Dowsing the Brain on Fire with Sleep

Unlike the rest of our body, the brain is often forgotten simply because it has no pain receptors to grab your attention.  Instead it subtly protests in other ways such as brain fog, restlessness and lack of focus.  But like the rest of your body, the brain can become inflamed.  Mark Hyman refers to this as the brain being  “on fire” or inflamed and this problem touches nearly everyone as diseases e.g. Alzheimer’s and mood disorders are on the increase.

Inflammation is the body’s attempt at protecting itself where it aims removing harmful stimuli in order to begin the healing process.   So when you sprain your ankle, it is normal for the inflammation to begin in order to protect.   But chronic inflammation is another matter as it is ongoing and the original intent of the inflammation to  “protect” fails to eliminate whatever was causing the acute stage.  Basically the auto immune system then attacks healthy tissue mistaking it for harmful pathogens.   Hyman describes it as a  “smoldering fire of inflammation throughout the body” and the brain is not immune to it.

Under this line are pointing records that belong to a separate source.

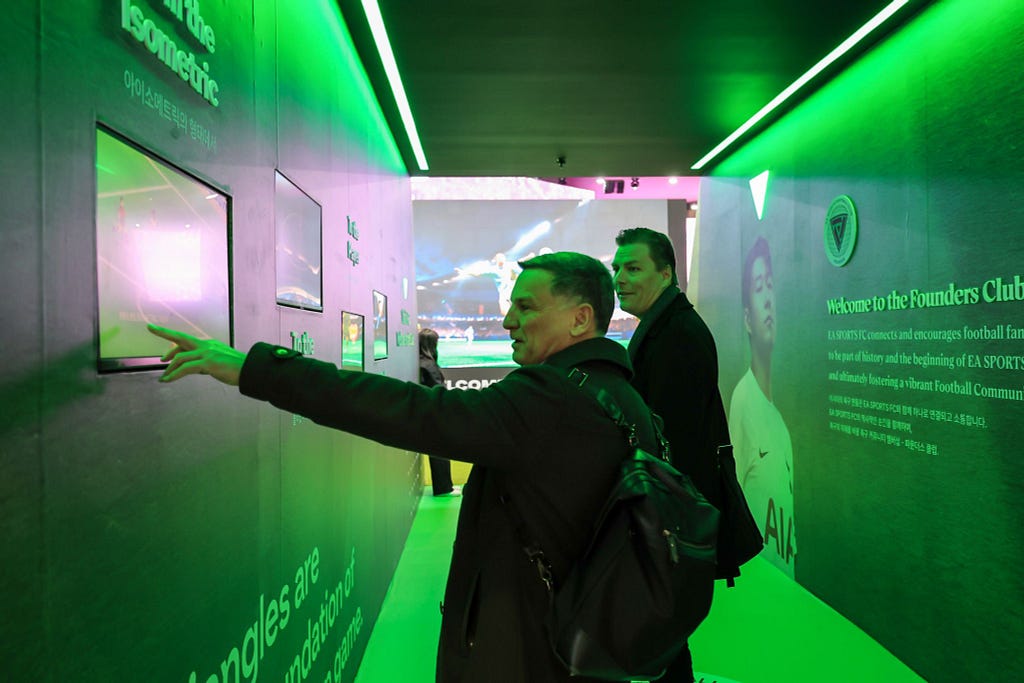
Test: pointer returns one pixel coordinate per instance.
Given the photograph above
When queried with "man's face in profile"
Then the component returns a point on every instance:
(638, 281)
(539, 322)
(760, 314)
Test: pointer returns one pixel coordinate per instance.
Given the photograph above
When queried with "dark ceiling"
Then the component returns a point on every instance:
(641, 88)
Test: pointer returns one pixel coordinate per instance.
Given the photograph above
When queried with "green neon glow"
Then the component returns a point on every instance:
(759, 188)
(394, 78)
(844, 47)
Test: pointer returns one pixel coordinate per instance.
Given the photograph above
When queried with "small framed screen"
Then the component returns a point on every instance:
(380, 326)
(351, 341)
(162, 254)
(299, 246)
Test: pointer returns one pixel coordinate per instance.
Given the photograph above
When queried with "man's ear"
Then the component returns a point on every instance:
(583, 319)
(666, 273)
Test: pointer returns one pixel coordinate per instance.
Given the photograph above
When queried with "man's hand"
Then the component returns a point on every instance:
(199, 356)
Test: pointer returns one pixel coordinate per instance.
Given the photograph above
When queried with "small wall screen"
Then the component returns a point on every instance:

There are several causes to inflammation including diet, food allergies, digestive imbalances, exposure to toxins, low grade or hidden chronic infections, stress, sedentary lifestyle, nutritional deficiencies and sleep.  One factor can easily set off another but for now this article will focus upon sleep.

The importance of getting sufficient, good quality sleep has been well documented.  Around 7 hours per day is considered sufficient.  A recent study in the Journal of Neuroscience reported that after several days of depriving mice of adequate sleep, the mice lost 25 per cent of their brain cells.   Furthermore, Medical News Today cited research from the University of Rochester Medical Centre showing the brain has different functional states when asleep and awake.   Restorative sleep appears to be the result of the active clearance of by products of neural activity that accumulate during wakefulness.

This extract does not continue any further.